Applicants should propose an implementation of the project that includes:

  • A minimal preparation stage dedicated to finalising the tendering documents package for a PCP call for tenders based on the technical input, and to define clear verification and validation procedures, methods and tools for the evaluation of the prototypes to be developed throughout the PCP phases.
  • Moreover, to ensure the sustainability and uptake of the developed solutions, proposals should outline clear plans for post-PCP activities. As outlined in the general annexes of the Horizon Europe Work Programme, the topic allows public buyers to use the fast-track PCP option (e.g. 2 instead of 3 phases) when they commit to buying or deploying the resulting solutions after the PCP. However, if such a commitment is not yet in place at the proposal stage, the call requires proposers to include a deliverable outlining concrete activities to prepare the ground for follow-up deployment or procurement after the PCP.
  • Launching the call for tenders for research and development services. The call for tenders should envisage a competitive development composed of different phases that would lead to at least 2 prototypes from 2 different providers to be validated in real operational environment at the end of the PCP cycle;
  • Conducting the competitive development of the prototypes following the PCP principles including a design phase, an integration and technical verification phase and a validation in real operational environment phase. In evaluating the proposals and the results of the PCP phases, the applicants should consider technical merit, feasibility and commercial potential of proposed research efforts.
  • Consolidating the results of the evaluation of the developed prototypes, extracting conclusions and recommendations from the validation process, and defining a strategy for a potential uptake of solutions inspired in the PCP outcomes, including a complete technical specification of the envisaged solutions and standardisation needs and/or proposals.
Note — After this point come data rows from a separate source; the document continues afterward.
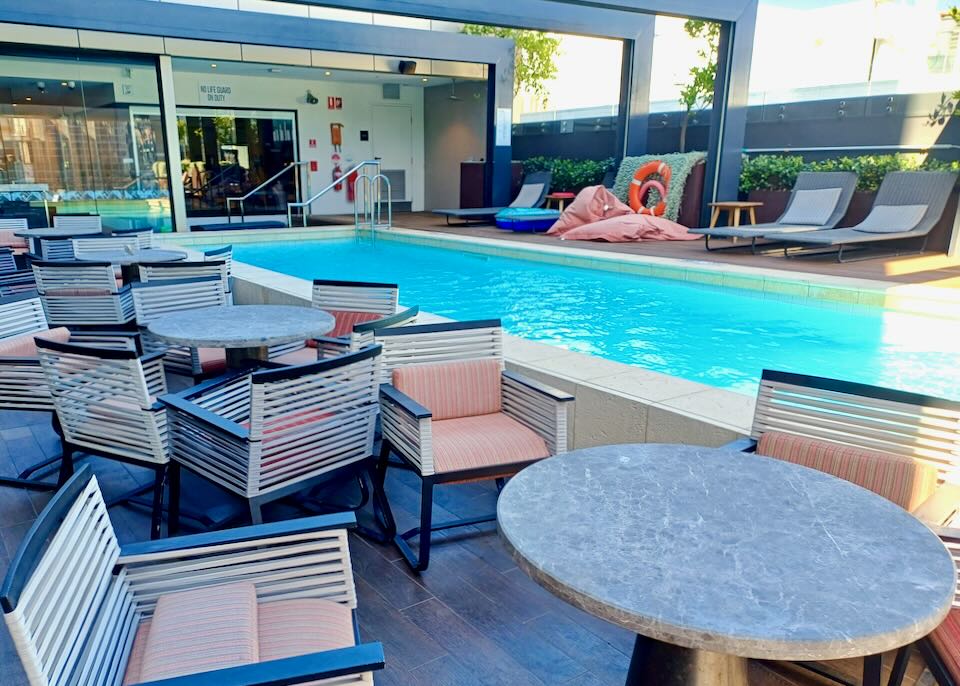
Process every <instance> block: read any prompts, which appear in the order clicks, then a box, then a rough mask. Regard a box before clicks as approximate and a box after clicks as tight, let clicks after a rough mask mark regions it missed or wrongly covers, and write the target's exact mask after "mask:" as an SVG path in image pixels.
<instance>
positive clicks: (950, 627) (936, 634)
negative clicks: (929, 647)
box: [928, 608, 960, 680]
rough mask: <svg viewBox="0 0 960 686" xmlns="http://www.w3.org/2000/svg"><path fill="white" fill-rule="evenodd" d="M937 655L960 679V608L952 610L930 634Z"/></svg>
mask: <svg viewBox="0 0 960 686" xmlns="http://www.w3.org/2000/svg"><path fill="white" fill-rule="evenodd" d="M928 638H929V639H930V642H931V643H932V644H933V647H934V650H936V651H937V655H939V656H940V659H941V660H943V664H944V666H945V667H946V668H947V671H948V672H949V673H950V676H952V677H953V678H954V680H958V679H960V609H957V608H954V609H952V610H950V614H948V615H947V618H946V619H945V620H943V623H942V624H941V625H940V626H938V627H937V628H936V629H934V630H933V632H932V633H931V634H930V636H928Z"/></svg>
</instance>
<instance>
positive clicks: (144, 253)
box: [77, 248, 187, 265]
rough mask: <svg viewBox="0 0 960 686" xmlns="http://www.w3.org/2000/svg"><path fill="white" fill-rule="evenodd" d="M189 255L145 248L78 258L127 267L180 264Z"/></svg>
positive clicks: (121, 251)
mask: <svg viewBox="0 0 960 686" xmlns="http://www.w3.org/2000/svg"><path fill="white" fill-rule="evenodd" d="M186 257H187V253H185V252H183V251H181V250H162V249H158V248H145V249H143V250H134V251H132V252H127V251H126V250H97V251H93V252H86V253H84V254H83V257H80V258H77V259H81V260H88V261H91V262H110V263H111V264H119V265H127V264H134V263H135V262H178V261H180V260H183V259H186Z"/></svg>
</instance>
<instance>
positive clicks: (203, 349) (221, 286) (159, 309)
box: [131, 267, 227, 378]
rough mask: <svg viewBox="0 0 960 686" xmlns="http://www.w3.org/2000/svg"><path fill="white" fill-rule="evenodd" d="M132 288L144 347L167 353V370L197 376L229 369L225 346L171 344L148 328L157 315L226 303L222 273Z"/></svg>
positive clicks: (213, 372) (223, 304) (158, 315)
mask: <svg viewBox="0 0 960 686" xmlns="http://www.w3.org/2000/svg"><path fill="white" fill-rule="evenodd" d="M141 268H142V267H141ZM131 289H132V292H133V307H134V311H135V312H136V318H137V325H138V326H139V327H140V338H141V340H142V341H143V348H144V350H146V351H148V352H162V353H164V366H165V367H166V369H167V371H168V372H171V373H174V374H186V375H189V376H193V377H194V378H198V377H201V376H205V375H206V376H209V375H211V374H219V373H222V372H223V371H225V370H226V354H225V351H224V349H223V348H200V349H197V348H188V347H186V346H171V345H168V344H166V343H164V342H163V341H160V340H159V339H157V338H154V336H153V335H152V334H151V333H150V332H149V331H148V330H147V328H146V327H148V326H149V325H150V323H151V322H153V321H154V320H155V319H157V318H158V317H163V316H166V315H169V314H173V313H175V312H184V311H187V310H196V309H199V308H201V307H218V306H222V305H226V304H227V294H226V293H225V292H224V289H223V282H222V281H221V279H220V276H219V275H214V276H205V277H201V278H192V279H178V280H170V281H167V280H160V281H147V282H143V281H141V282H139V283H134V284H131Z"/></svg>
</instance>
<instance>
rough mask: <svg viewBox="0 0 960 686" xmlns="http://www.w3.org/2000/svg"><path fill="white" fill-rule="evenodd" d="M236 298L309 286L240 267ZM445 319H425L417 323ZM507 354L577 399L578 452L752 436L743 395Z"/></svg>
mask: <svg viewBox="0 0 960 686" xmlns="http://www.w3.org/2000/svg"><path fill="white" fill-rule="evenodd" d="M349 235H352V231H351V232H350V234H349ZM182 245H183V247H185V248H188V249H189V247H190V246H189V245H188V244H187V243H186V241H184V242H183V244H182ZM233 295H234V302H236V303H237V304H274V305H281V304H283V305H291V304H293V305H307V304H309V302H310V296H311V284H310V282H309V281H307V280H305V279H300V278H297V277H293V276H288V275H286V274H281V273H279V272H274V271H271V270H268V269H263V268H260V267H254V266H252V265H248V264H244V263H242V262H235V263H234V284H233ZM441 319H442V318H441V317H438V316H436V315H432V314H429V313H423V312H421V315H420V318H419V321H421V322H429V321H440V320H441ZM504 351H505V356H506V360H507V367H508V368H510V369H513V370H516V371H521V372H523V373H525V374H528V375H529V376H531V377H533V378H536V379H539V380H541V381H543V382H545V383H549V384H551V385H553V386H555V387H557V388H560V389H561V390H564V391H566V392H568V393H571V394H573V395H575V396H576V398H577V401H576V402H574V403H572V404H571V406H570V408H569V413H570V416H569V426H570V441H571V445H572V446H573V447H575V448H586V447H592V446H595V445H604V444H609V443H625V442H671V443H691V444H698V445H707V446H717V445H722V444H724V443H727V442H729V441H731V440H734V439H735V438H737V437H739V436H743V435H746V434H747V433H748V432H749V426H750V422H751V420H752V417H753V398H750V397H748V396H745V395H742V394H740V393H734V392H732V391H727V390H723V389H720V388H715V387H713V386H707V385H704V384H699V383H696V382H693V381H687V380H685V379H680V378H677V377H673V376H668V375H666V374H660V373H658V372H651V371H648V370H645V369H642V368H640V367H635V366H631V365H627V364H623V363H620V362H613V361H611V360H606V359H603V358H599V357H594V356H592V355H585V354H582V353H575V352H570V351H568V350H564V349H562V348H557V347H555V346H552V345H547V344H544V343H537V342H534V341H528V340H525V339H522V338H517V337H515V336H509V335H508V336H506V337H505V340H504Z"/></svg>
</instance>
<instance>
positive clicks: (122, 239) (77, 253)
mask: <svg viewBox="0 0 960 686" xmlns="http://www.w3.org/2000/svg"><path fill="white" fill-rule="evenodd" d="M139 249H140V240H139V239H138V238H137V237H136V236H126V235H122V236H78V237H77V238H74V239H73V256H74V257H75V258H76V259H78V260H82V259H85V258H86V256H87V255H89V254H91V253H98V252H103V251H105V250H106V251H113V250H120V251H124V250H126V251H129V252H131V253H132V252H136V251H137V250H139Z"/></svg>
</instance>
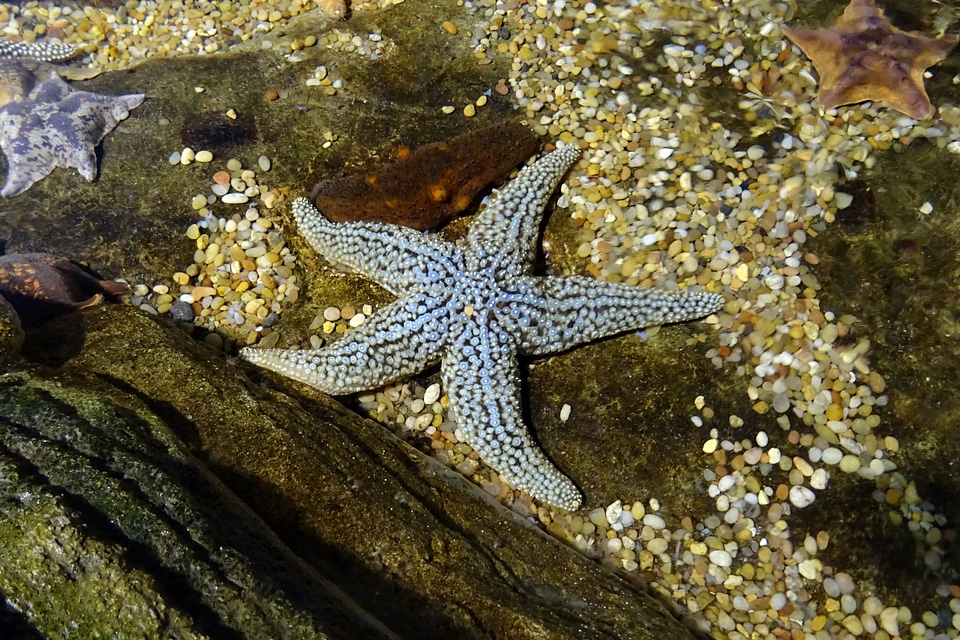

This strategy should consider joint-cross border procurement schemes and exploit synergies with other EU and national non-research funds.

The applicants are expected to maximise the visibility of the project outcomes to the wide community of potential EU public buyers. Liaison with other civil security communities beyond those addressed by the project is encouraged in order to assess the possible reuse and extensibility of the identified solutions to different domains.

In this topic the integration of the gender dimension (sex and gender analysis) in research and innovation content should be addressed only if relevant in relation to the objectives of the research effort.

[1] see General Annex H of the Horizon Europe Work Programme.